Friday, June 25, 2010

Non-Indie Music Night: "SOUTH PACIFIC" in Todd-AO



O.K., I know this is totally off-topic, but I'm afraid as a music enthusiast, my musical heritage goes way back to the Broadway musical. Before you throw up, try to understand that before the advent of rock and roll, nearly all popular music came from the Broadway stage or movies.

When I grew up, the albums you ran into at everyone's house were the soundtrack albums of South Pacific, The King and I, Gigi, the Broadway cast albums of My Fair Lady (with Julie Andrews and not Audrey Hepburn, thank you very much), West Side Story and The Sound of Music. The first LP records I owned were the soundtracks of Ben-Hur and Mutiny On the Bounty (the Marlon Brando version, which I will defend as a great movie to anyone who wants an argument) and other epics. These records were deluxe box sets with the movie's souvenir programs inside, great fun for a movie-crazy kid.

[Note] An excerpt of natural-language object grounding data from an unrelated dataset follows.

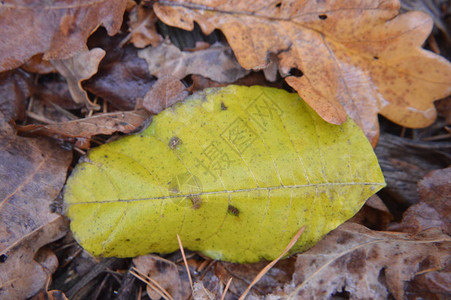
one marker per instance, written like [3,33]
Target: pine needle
[271,264]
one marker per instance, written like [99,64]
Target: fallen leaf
[54,89]
[37,65]
[167,274]
[431,7]
[15,87]
[434,209]
[356,57]
[123,77]
[217,62]
[243,274]
[142,26]
[164,93]
[404,162]
[59,29]
[236,172]
[366,264]
[126,122]
[33,173]
[78,68]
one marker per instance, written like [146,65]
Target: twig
[226,288]
[186,263]
[151,283]
[271,264]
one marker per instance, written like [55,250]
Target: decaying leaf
[356,57]
[15,87]
[235,171]
[169,276]
[367,264]
[434,209]
[33,173]
[123,77]
[142,26]
[78,68]
[59,29]
[126,122]
[217,62]
[164,93]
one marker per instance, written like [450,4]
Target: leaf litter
[123,79]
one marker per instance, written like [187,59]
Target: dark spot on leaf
[233,210]
[161,266]
[344,238]
[196,202]
[3,258]
[173,142]
[295,72]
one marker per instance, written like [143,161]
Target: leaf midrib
[234,191]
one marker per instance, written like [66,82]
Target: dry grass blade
[271,264]
[151,283]
[186,263]
[226,288]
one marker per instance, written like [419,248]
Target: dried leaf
[167,274]
[33,173]
[431,7]
[358,57]
[434,210]
[367,264]
[123,77]
[78,68]
[15,87]
[142,25]
[59,29]
[164,93]
[236,172]
[126,122]
[217,62]
[37,65]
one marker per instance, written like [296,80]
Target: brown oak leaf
[216,62]
[77,69]
[33,172]
[143,31]
[367,264]
[59,29]
[356,57]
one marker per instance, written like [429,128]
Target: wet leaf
[126,122]
[77,69]
[434,208]
[15,87]
[168,275]
[217,62]
[356,57]
[59,36]
[142,26]
[164,93]
[234,171]
[367,264]
[123,77]
[33,173]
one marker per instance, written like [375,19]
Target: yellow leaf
[235,171]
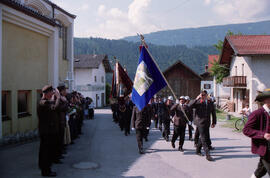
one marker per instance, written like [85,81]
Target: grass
[221,117]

So that's why, when I heard the Academy of Motion Picture Arts and Sciences was hosting a screening of the recently restored 70MM print of South Pacific tonight, June 25, I knew I had to go. Also because the star of the film, Mitzi Gaynor, will attend.

This was my mom's favorite film back then, so I saw it many times, and even the much maligned color filters the director, Joshua Logan, applied to most of the musical numbers, are among the things I like about the movie best. They're positively hallucinatory (see film frame above). That and the incredible Alfred Newman orchestrations. And the movie is LOUD. (It won the Oscar for Best Sound of 1958).

And, perhaps, most importantly, it's message of racial tolerance, is still potent, and with the amount of blatant racial hostility that the Republican party employs (and enjoys), it is again, after all these years, an important movie.

Anyway, back to rock and roll tomorrow.